等殷涵白将酒一饮而尽后,其他商户一边称赞年轻人豪爽一边也把酒喝了下去。
这第一杯酒下肚自然也有第二杯第三杯,唐苏就在一旁看着殷涵白被一杯一杯明晃晃的灌酒,急的像热锅上的蚂蚁。初出茅庐的她虽然有些小聪明但这架势还是不曾见过,因害怕弄巧成拙毁了殷涵白的一片心意,所以迟迟不敢轻举妄动。
等一壶都喝光了,那些人依旧没给她介绍的机会,司马昭之心路人皆知,既然如此唐苏就打算撂下筷子带着殷涵白走人,大不了不做这些人生意了,她还有个底牌未用。
殷涵白自然察觉到了唐苏的变化,他见唐苏为他生气了心里瞬间舒畅了不少伸手摸了一下身边人气鼓鼓的脸庞,这么多酒下了肚他依旧面不改色,等这些人还想给他灌酒时,他却放下了酒杯。
“众位,我喝这些只不过是想买媳妇一个高兴,但是她现在不高兴了,我再继续也没什么意义。”
坐在殷涵白左手边的一个富态商户已经喝得满脸通红,他大着舌头将酒壶‘砰’的一声敲到桌上,“小兄弟我跟你讲,这婆娘不能惯着,你给她点斤两她就不知天高地厚!”
另一旁一个瘦高个麻子脸也是醉了,他不顾丝绸铺老板娘还在便指着唐苏道:“我就说女人出门做什么生意,在家生孩子不就好了?出来抛头露面成何体统!”

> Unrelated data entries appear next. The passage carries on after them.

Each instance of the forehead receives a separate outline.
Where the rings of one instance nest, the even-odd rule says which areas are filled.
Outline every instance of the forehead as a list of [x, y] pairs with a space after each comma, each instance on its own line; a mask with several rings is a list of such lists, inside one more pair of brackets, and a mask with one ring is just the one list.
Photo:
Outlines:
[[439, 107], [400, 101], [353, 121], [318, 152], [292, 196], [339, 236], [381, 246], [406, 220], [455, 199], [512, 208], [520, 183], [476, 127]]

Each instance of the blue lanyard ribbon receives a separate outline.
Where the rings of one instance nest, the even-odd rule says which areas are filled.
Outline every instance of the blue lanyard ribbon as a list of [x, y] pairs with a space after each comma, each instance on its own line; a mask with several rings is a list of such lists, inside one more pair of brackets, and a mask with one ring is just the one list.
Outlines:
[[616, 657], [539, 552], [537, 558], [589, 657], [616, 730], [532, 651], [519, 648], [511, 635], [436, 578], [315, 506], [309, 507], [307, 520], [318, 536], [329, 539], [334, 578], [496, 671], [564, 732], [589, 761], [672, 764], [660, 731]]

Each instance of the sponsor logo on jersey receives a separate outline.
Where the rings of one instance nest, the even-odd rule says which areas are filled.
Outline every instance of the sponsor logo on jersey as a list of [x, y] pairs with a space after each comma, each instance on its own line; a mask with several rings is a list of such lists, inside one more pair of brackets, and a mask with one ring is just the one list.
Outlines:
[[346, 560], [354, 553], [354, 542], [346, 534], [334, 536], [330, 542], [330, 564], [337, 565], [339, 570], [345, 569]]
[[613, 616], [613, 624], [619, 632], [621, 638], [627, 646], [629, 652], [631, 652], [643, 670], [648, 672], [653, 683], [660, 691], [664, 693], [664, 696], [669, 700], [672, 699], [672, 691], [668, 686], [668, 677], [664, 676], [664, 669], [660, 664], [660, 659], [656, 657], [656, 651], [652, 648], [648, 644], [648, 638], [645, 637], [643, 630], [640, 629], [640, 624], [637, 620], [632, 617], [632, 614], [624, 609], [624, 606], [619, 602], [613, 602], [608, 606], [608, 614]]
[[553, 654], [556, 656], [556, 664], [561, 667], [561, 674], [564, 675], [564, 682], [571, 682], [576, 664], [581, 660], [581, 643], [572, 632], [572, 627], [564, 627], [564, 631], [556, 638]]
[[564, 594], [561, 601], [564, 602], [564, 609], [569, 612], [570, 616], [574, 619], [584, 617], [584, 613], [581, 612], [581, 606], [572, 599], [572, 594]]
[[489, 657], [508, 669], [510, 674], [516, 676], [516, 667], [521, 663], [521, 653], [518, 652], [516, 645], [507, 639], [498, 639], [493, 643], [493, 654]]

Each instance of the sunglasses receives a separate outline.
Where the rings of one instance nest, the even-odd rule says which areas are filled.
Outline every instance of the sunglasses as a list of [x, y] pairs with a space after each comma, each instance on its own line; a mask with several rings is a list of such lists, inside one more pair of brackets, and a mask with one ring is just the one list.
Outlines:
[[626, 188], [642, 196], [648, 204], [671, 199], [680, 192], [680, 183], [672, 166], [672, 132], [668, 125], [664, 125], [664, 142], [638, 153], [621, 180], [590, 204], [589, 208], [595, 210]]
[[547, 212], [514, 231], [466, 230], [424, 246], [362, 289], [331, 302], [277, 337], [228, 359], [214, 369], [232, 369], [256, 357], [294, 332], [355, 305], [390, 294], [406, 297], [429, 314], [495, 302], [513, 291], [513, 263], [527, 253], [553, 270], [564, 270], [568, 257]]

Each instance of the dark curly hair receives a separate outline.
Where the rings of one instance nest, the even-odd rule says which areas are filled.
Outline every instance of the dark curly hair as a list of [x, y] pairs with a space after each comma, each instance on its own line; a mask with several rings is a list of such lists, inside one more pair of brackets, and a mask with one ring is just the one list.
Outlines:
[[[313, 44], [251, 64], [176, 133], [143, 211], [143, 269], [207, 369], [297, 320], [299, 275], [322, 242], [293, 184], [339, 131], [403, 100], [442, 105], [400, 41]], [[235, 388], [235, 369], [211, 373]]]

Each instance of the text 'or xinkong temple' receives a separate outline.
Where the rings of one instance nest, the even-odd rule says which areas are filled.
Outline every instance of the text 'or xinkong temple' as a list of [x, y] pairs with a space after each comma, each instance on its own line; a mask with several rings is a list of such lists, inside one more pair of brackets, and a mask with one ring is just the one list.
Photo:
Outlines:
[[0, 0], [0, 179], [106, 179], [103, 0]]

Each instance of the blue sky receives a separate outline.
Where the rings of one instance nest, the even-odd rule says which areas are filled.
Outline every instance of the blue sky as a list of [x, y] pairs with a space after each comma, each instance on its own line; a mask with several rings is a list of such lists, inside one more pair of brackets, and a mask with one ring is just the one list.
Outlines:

唐苏和老板娘听完这话脸都不是个色儿,殷涵白拍了拍唐苏的肩膀示意她稍安勿躁,“请问二位取妻了吗?”不知为何殷涵白突然问道这个问题。
谁不知道古代一直以士农工商分级,虽然作者并未这这本小说里强调这个,但按照世界法则自动补足的原则,商人依旧属于最低等。
见两人面面相觑一起摇头,殷涵白笑了笑:“那就对了,像你们这种人打一辈子光棍挺好,省的去祸害姑娘家。”待话音落下,殷涵白已经没了笑容,之前喝酒就算是他为了解闷陪着这些人玩玩,但这一切都在于没碰到他底线上。
“你什么意思?你这生意还想不想做了?”那富态商户开始大喊大叫。
唐苏白了他一眼:“你扪心自问,今日前来赴宴是为了做生意还是蹭饭?”
那人被唐苏说的脸红脖子粗,“小丫头不仅不知道天高地厚还牙尖嘴利!我看你是欠收拾!”说着他就要动手,但还未等他挣扎着站起来便被殷涵白连人带凳子踹出了门,若不是二楼有木雕栏杆怕是这一下子得踹下楼。
这一脚倒让那人酒醒了不少,只见他冷汗直流从地上站了起来,唐苏本以为他会找殷涵白算账,可谁知这人连狠话都没放便连滚带爬的跑了。